À l’issue d’un entretien téléphonique avec le président turc, Recep Tayyip Erdogan, hier, le nouveau Premier ministre suédois a annoncé que son gouvernement se conformera à un mémorandum trilatéral sur l’adhésion de la Suède à l’Organisation du traité de l’Atlantique nord (Otan).
Ulf Kristersson a indiqué sur Twitter que sa conversation avec Recep Tayyip Erdogan a été constructive, ajoutant qu’il se réjouit de sa future visite à Ankara.
« Entretien téléphonique fructueux avec le président Erdogan J’ai hâte de me rendre à Ankara prochainement. Mon gouvernement va remplir le mémorandum trilatéral entre la Türkiye, la Finlande et la Suède en vue de l’adhésion à l’OTAN », a déclaré la Premier ministre suédois.
La Türkiye suit l’engagement de la Suède dans le cadre de l’accord signé en juin sur la candidature du pays nordique à l’Otan, a fait savoir le président turc à Kristersson lors de l’entretien téléphonique.
La Finlande et la Suède ont officiellement demandé à rejoindre l’Otan en juin, une décision motivée par la guerre de la Russie en Ukraine.
Toutefois, la Türkiye, membre de l’Otan depuis plus de 70 ans, a émis des objections à ces candidatures, reprochant aux deux pays de tolérer, voire de soutenir, les groupes terroristes.

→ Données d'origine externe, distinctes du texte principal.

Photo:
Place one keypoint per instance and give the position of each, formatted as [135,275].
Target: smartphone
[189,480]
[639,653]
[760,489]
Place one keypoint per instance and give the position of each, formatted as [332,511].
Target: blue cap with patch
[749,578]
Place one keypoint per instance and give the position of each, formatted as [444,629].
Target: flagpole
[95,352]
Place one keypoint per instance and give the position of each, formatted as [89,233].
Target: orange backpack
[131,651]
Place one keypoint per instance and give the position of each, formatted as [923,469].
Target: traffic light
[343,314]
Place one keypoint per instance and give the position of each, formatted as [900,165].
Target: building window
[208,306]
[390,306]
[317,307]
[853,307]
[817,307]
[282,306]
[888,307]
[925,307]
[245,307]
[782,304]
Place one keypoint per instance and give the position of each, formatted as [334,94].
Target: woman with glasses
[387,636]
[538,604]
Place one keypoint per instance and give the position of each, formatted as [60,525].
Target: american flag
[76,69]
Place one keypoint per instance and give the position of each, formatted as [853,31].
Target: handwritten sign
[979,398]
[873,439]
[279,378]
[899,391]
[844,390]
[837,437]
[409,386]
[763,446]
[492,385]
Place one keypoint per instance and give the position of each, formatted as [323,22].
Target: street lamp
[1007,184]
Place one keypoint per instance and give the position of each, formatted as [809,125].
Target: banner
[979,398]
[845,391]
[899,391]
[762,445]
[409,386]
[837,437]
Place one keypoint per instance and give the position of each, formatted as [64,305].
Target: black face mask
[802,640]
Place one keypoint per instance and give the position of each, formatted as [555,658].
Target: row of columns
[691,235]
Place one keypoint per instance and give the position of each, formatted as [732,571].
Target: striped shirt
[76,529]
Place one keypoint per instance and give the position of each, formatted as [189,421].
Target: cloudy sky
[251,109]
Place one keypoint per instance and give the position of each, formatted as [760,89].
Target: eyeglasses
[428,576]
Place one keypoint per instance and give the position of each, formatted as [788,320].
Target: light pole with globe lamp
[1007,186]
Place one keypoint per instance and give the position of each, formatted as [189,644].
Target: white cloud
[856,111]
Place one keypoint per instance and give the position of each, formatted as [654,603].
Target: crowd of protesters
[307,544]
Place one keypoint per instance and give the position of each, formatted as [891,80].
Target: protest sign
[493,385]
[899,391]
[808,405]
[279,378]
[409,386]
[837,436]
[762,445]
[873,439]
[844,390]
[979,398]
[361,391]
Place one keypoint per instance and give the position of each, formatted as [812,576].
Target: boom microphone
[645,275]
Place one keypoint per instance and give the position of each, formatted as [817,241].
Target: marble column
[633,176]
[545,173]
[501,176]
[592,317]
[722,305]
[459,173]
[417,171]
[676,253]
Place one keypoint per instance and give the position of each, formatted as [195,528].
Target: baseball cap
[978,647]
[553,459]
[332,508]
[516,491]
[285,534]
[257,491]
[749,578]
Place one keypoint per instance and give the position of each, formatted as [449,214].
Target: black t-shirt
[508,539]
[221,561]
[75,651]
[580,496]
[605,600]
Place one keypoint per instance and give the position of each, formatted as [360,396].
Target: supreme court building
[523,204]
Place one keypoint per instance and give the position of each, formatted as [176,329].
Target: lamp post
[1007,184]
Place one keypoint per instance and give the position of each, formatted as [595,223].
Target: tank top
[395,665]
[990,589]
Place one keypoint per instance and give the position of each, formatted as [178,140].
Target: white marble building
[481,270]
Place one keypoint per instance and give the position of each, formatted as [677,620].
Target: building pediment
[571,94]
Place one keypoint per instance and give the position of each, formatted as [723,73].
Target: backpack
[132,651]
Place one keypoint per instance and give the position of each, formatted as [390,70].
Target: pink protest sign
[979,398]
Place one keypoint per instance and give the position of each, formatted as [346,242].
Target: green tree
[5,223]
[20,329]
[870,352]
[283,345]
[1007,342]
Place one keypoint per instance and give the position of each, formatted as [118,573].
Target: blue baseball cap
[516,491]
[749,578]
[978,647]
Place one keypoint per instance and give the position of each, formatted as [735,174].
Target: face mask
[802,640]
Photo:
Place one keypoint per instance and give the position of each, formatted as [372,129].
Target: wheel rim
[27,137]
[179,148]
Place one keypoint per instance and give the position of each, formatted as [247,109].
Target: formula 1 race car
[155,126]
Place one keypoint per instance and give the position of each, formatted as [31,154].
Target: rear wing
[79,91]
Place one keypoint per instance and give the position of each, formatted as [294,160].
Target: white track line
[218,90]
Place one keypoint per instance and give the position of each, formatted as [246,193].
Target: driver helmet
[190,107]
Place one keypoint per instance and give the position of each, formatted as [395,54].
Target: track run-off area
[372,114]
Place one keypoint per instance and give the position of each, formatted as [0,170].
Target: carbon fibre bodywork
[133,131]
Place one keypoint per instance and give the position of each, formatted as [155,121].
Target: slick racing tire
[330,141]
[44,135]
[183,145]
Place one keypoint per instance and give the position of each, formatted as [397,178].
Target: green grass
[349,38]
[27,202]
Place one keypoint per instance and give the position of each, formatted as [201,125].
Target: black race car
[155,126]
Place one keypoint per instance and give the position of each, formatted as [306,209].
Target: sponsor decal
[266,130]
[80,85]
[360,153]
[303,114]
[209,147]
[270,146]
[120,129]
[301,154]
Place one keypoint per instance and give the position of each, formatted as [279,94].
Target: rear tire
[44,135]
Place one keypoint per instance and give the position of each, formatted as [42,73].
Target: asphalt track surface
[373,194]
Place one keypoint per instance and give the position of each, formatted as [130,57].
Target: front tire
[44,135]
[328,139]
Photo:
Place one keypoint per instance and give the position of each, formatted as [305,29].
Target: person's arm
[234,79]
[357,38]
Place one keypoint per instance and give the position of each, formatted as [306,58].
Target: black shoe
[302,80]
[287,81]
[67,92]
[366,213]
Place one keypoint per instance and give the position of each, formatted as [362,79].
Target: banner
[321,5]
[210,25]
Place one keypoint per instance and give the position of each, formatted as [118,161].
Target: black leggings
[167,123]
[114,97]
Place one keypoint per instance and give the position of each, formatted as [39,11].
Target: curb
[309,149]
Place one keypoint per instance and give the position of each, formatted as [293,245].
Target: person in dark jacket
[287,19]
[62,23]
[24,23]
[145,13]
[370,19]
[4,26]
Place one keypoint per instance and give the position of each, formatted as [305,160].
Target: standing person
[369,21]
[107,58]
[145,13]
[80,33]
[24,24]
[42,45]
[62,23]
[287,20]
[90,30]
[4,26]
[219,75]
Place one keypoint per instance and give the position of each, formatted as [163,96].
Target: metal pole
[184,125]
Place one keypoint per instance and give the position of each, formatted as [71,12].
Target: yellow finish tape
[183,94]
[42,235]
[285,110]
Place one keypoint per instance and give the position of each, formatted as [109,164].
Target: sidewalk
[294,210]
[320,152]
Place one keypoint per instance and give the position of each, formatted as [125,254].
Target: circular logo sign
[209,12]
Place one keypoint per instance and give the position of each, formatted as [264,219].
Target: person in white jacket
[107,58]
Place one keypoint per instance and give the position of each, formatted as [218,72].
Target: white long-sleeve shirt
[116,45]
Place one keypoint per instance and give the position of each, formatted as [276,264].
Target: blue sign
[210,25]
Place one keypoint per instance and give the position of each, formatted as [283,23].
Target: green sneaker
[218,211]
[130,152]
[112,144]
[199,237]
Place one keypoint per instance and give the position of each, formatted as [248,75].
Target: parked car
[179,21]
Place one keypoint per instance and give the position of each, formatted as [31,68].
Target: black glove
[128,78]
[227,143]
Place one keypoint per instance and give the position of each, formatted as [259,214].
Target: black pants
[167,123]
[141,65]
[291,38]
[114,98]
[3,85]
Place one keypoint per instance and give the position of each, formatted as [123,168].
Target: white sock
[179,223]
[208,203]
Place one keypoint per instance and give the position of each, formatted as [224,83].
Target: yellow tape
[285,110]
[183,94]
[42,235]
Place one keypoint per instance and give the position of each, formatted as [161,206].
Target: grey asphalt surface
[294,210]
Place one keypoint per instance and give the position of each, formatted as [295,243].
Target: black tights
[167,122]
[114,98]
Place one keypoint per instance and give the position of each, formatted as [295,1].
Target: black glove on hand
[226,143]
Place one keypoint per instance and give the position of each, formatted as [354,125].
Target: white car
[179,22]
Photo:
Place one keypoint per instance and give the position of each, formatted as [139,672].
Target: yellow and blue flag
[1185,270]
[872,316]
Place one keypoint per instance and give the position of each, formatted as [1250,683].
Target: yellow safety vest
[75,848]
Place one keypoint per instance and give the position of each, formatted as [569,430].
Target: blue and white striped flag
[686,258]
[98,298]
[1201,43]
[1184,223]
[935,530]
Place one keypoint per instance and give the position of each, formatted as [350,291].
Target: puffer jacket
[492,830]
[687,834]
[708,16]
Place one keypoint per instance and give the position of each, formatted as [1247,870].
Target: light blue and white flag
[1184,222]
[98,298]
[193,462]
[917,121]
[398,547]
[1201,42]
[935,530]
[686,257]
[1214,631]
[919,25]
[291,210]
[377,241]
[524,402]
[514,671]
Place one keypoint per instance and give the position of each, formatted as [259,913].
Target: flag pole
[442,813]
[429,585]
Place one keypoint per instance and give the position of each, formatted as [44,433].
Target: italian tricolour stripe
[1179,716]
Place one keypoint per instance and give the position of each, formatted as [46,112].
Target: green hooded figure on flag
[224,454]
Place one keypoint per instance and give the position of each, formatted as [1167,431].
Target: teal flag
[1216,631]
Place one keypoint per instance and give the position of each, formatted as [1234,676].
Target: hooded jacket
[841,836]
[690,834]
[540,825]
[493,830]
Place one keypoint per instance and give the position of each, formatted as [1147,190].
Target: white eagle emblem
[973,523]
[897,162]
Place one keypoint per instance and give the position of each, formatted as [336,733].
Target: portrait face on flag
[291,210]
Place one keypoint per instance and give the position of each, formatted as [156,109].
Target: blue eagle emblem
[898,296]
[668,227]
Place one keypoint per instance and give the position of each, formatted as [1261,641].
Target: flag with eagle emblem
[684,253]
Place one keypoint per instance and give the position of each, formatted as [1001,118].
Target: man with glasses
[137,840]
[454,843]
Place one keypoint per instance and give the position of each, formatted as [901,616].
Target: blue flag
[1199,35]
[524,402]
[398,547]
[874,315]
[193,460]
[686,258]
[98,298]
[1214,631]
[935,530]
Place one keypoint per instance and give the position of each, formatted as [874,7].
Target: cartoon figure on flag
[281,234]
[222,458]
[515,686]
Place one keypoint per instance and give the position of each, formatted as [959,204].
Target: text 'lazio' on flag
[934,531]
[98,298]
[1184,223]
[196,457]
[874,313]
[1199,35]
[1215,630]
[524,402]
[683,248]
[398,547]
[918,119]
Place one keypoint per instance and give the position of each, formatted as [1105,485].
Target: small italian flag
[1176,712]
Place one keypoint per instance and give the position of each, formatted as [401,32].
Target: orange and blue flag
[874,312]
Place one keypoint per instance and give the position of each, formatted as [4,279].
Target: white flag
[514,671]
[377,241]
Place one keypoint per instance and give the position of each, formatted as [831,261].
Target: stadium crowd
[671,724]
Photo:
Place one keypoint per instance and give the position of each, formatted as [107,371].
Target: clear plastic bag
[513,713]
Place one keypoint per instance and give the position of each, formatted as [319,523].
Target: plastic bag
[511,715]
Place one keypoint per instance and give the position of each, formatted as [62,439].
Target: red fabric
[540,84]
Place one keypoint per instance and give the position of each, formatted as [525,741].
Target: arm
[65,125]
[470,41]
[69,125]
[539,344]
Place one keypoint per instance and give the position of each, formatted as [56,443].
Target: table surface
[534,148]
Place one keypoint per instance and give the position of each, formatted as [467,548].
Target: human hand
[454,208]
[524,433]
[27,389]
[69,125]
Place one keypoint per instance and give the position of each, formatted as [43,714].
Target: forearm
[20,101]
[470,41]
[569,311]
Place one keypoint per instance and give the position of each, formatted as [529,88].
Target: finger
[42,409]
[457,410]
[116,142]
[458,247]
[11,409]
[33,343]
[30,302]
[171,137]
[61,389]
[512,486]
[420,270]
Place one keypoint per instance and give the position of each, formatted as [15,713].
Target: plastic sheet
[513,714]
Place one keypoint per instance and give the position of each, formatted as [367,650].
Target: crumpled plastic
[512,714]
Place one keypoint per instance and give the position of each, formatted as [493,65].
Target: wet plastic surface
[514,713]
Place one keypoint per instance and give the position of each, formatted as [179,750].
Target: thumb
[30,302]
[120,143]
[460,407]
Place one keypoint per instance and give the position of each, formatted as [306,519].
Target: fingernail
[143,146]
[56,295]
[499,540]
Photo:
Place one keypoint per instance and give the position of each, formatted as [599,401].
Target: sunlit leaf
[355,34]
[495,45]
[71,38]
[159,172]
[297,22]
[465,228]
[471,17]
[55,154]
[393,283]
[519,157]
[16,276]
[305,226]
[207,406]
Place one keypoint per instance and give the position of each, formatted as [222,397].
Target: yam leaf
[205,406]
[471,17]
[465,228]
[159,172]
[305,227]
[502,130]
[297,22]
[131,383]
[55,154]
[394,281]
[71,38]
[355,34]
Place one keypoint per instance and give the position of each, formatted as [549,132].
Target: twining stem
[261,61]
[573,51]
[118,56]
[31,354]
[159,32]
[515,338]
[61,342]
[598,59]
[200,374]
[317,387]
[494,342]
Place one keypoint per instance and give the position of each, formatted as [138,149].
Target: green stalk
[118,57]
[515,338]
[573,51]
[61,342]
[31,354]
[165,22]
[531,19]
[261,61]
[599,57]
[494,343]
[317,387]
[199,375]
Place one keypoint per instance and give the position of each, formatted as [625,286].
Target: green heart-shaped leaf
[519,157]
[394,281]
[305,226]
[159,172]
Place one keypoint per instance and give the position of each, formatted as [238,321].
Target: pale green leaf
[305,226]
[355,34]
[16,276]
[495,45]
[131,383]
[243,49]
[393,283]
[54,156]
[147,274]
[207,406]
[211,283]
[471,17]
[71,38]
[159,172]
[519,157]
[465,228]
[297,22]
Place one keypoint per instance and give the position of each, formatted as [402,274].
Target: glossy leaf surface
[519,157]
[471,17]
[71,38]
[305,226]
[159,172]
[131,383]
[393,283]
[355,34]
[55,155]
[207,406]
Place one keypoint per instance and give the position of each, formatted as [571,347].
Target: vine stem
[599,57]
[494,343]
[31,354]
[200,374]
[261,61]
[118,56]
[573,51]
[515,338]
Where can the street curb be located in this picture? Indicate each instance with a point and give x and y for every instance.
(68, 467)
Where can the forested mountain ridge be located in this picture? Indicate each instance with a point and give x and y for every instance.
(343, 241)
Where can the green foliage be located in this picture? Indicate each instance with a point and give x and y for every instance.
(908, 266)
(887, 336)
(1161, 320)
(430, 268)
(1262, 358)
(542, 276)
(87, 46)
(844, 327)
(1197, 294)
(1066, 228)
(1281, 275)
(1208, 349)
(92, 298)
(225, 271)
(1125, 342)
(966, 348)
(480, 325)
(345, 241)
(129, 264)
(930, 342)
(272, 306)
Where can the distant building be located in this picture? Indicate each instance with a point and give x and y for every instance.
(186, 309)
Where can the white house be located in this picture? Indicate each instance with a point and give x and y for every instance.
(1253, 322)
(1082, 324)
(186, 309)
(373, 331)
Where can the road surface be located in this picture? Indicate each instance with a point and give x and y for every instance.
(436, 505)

Les trois pays ont signé un mémorandum d’entente trilatéral lors du sommet de l’Otan à Madrid en juin, qui prévoit que la Finlande et la Suède ne fourniront pas de soutien au PKK/YPG, la branche syrienne du groupe terroriste PKK, ou à l’organisation terroriste Feto, le groupe à l’origine du coup d’État avorté de juillet 2016 en Türkiye.
Au cours de sa campagne de terrorisme vieille de plus de 35 ans contre la Türkiye, le PKK, inscrit sur la liste des organisations terroristes par la Türkiye, les États-Unis et l’Union européenne, a été responsable de la mort de plus de 40 000 personnes, dont des femmes, des enfants et des nourrissons. Le YPG est la branche syrienne du PKK.